On 07.11.24 21:20, Matthew Wilcox wrote:
On Thu, Nov 07, 2024 at 05:34:40PM +0100, David Hildenbrand wrote:
On 07.11.24 17:09, Matthew Wilcox wrote:
On Thu, Nov 07, 2024 at 04:07:08PM +0100, David Hildenbrand wrote:
I'm debugging an interesting problem: split_folio() will fail on dirty
folios on XFS, and I am not sure who will trigger the writeback in a timely
manner so code relying on the split to work at some point (in sane setups
where page pinning is not applicable) can make progress.
You could call something like filemap_write_and_wait_range()?
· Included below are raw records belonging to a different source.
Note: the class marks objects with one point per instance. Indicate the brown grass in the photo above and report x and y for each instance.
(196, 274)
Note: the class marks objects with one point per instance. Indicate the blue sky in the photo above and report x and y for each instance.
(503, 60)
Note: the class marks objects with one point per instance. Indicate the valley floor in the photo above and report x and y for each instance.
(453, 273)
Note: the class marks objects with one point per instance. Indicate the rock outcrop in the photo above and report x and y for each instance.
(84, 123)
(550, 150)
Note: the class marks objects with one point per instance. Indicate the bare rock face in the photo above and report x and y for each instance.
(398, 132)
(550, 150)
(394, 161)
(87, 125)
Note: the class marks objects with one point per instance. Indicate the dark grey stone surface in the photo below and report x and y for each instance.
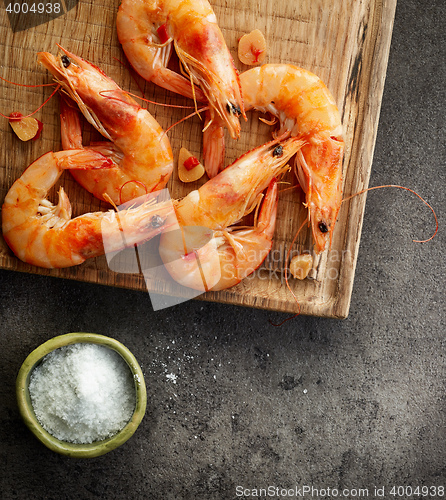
(357, 403)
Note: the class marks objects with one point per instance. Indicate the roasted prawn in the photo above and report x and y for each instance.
(304, 108)
(45, 235)
(231, 252)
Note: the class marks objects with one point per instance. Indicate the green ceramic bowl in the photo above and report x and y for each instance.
(71, 449)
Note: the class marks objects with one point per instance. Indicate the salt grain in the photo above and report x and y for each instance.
(82, 393)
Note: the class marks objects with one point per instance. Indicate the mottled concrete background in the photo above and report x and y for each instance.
(234, 401)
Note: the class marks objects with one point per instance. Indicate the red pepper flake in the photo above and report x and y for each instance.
(162, 33)
(191, 163)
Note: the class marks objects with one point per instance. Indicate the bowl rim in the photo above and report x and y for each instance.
(88, 450)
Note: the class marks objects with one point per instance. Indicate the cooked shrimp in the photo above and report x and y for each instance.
(146, 30)
(306, 109)
(139, 148)
(229, 254)
(43, 234)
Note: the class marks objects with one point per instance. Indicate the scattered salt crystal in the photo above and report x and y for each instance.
(82, 393)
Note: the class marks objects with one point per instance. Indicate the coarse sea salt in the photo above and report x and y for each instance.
(82, 393)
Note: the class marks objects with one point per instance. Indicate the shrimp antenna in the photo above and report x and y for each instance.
(406, 189)
(187, 117)
(127, 66)
(43, 104)
(286, 276)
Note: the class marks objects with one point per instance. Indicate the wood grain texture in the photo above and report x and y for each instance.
(345, 42)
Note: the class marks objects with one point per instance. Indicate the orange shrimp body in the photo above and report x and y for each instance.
(146, 29)
(231, 253)
(306, 109)
(139, 147)
(45, 235)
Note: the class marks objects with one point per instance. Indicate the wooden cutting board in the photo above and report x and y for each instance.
(345, 42)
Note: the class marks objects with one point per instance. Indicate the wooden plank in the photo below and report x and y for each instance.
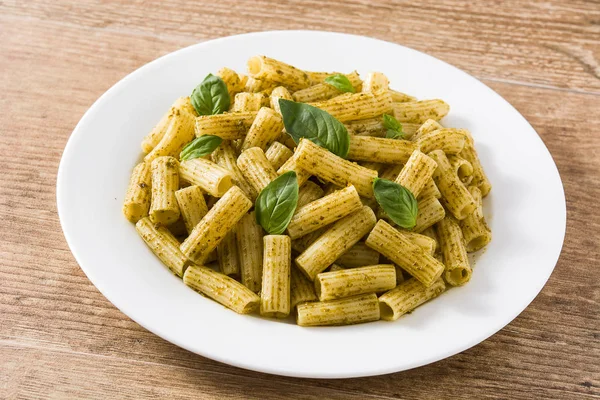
(59, 337)
(540, 43)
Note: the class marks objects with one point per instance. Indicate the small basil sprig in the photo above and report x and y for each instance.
(340, 82)
(200, 147)
(211, 96)
(276, 203)
(397, 201)
(394, 128)
(304, 121)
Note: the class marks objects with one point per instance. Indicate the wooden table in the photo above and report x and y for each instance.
(60, 338)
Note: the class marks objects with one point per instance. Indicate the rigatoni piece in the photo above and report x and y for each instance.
(165, 181)
(335, 241)
(324, 91)
(265, 68)
(351, 282)
(358, 255)
(430, 212)
(163, 244)
(227, 255)
(255, 167)
(191, 205)
(179, 133)
(157, 133)
(137, 198)
(393, 245)
(245, 102)
(458, 270)
(225, 157)
(228, 126)
(222, 289)
(302, 290)
(250, 251)
(417, 172)
(277, 262)
(406, 297)
(211, 178)
(388, 151)
(331, 168)
(476, 232)
(354, 106)
(420, 111)
(469, 153)
(219, 220)
(456, 197)
(449, 140)
(323, 211)
(278, 154)
(265, 129)
(279, 93)
(351, 310)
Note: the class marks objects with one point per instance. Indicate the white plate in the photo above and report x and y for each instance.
(526, 209)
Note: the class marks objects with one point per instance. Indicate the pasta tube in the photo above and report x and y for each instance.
(228, 126)
(250, 251)
(211, 178)
(137, 198)
(475, 230)
(192, 206)
(275, 292)
(278, 154)
(420, 111)
(265, 129)
(335, 241)
(388, 151)
(225, 157)
(219, 220)
(255, 167)
(351, 282)
(358, 255)
(456, 197)
(410, 257)
(163, 244)
(450, 141)
(165, 181)
(302, 290)
(354, 106)
(458, 271)
(331, 168)
(417, 172)
(351, 310)
(430, 212)
(222, 289)
(323, 211)
(406, 297)
(469, 153)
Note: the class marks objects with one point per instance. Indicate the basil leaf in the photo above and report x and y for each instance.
(340, 82)
(200, 147)
(397, 201)
(304, 121)
(211, 96)
(394, 128)
(276, 203)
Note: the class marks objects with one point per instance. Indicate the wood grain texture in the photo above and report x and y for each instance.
(60, 338)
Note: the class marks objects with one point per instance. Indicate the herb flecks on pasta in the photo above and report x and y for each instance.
(326, 195)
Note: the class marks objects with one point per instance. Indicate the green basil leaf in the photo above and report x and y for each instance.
(304, 121)
(397, 201)
(394, 128)
(276, 203)
(211, 96)
(200, 147)
(340, 82)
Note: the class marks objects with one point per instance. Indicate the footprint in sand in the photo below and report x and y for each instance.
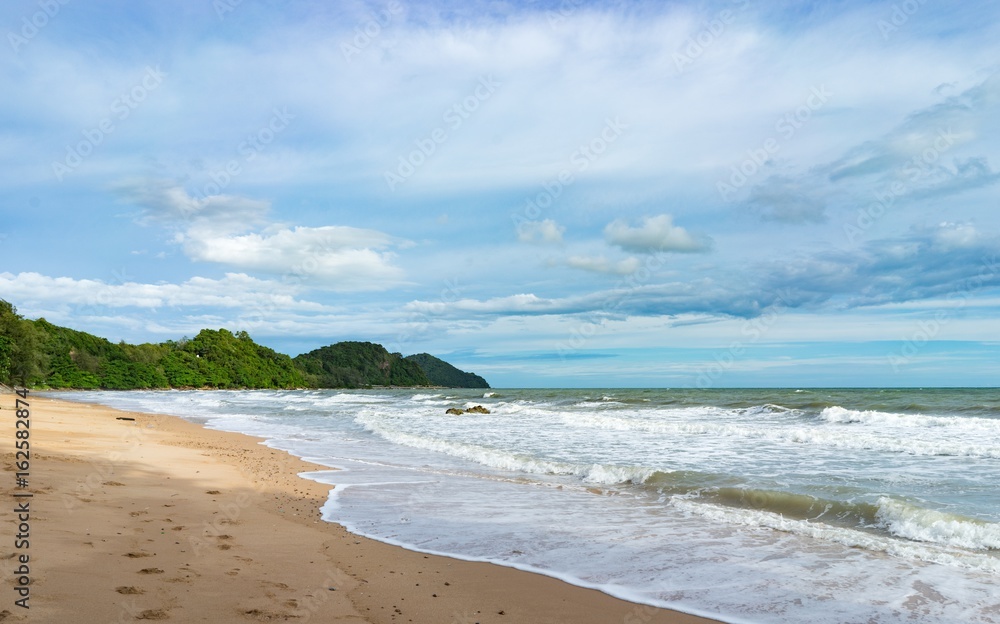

Thanks, have to look into some details of that.
Looks like the folio_clear_dirty_for_io() is buried in
folio_prepare_writeback(), so that part is taken care of.
Guess I have to fo from folio to "mapping,lstart,lend" such that
__filemap_fdatawrite_range() would look up the folio again. Sounds doable.
(I assume I have to drop the folio lock+reference before calling that)
I was thinking you'd do it higher in the callchain than
gmap_make_secure(). Presumably userspace says "I want to make this
256MB range secure" and we can start by writing back that entire
256MB chunk of address space.
That doesn't prevent anybody from dirtying it in-between, of course,
so you can still get -EBUSY and have to loop round again.
I'm afraid that won't really work.
On the one hand, we might be allocating these pages (+disk blocks)
during the unpack operation -- where we essentially trigger page faults
first using gmap_fault() -- so the pages might not even exist before the
gmap_make_secure() during unpack. One work around would be to
preallocate+writeback from user space, but it doesn't sound quite right.
But the bigger problem I see is that the initial "unpack" operation is
not the only case where we trigger this conversion to "secure" state.
Once the VM is running, we can see calls on arbitrary guest memory even
during page faults, when gmap_make_secure() is called via
gmap_convert_to_secure().
I'm still not sure why we see essentially no progress being made, even
though we temporarily drop the PTL, mmap lock, folio lock, folio ref ...
maybe related to us triggering a write fault that somehow ends up
setting the folio dirty :/ Or because writeback is simply too slow /
backs off.
I'll play with handling -EBUSY from split_folio() differently: if the
folio is under writeback, wait on that. If the folio is dirty, trigger
writeback. And I'll look into whether we really need a writable PTE, I
suspect not, because we are not actually "modifying" page content.
--
Cheers,
David / dhildenb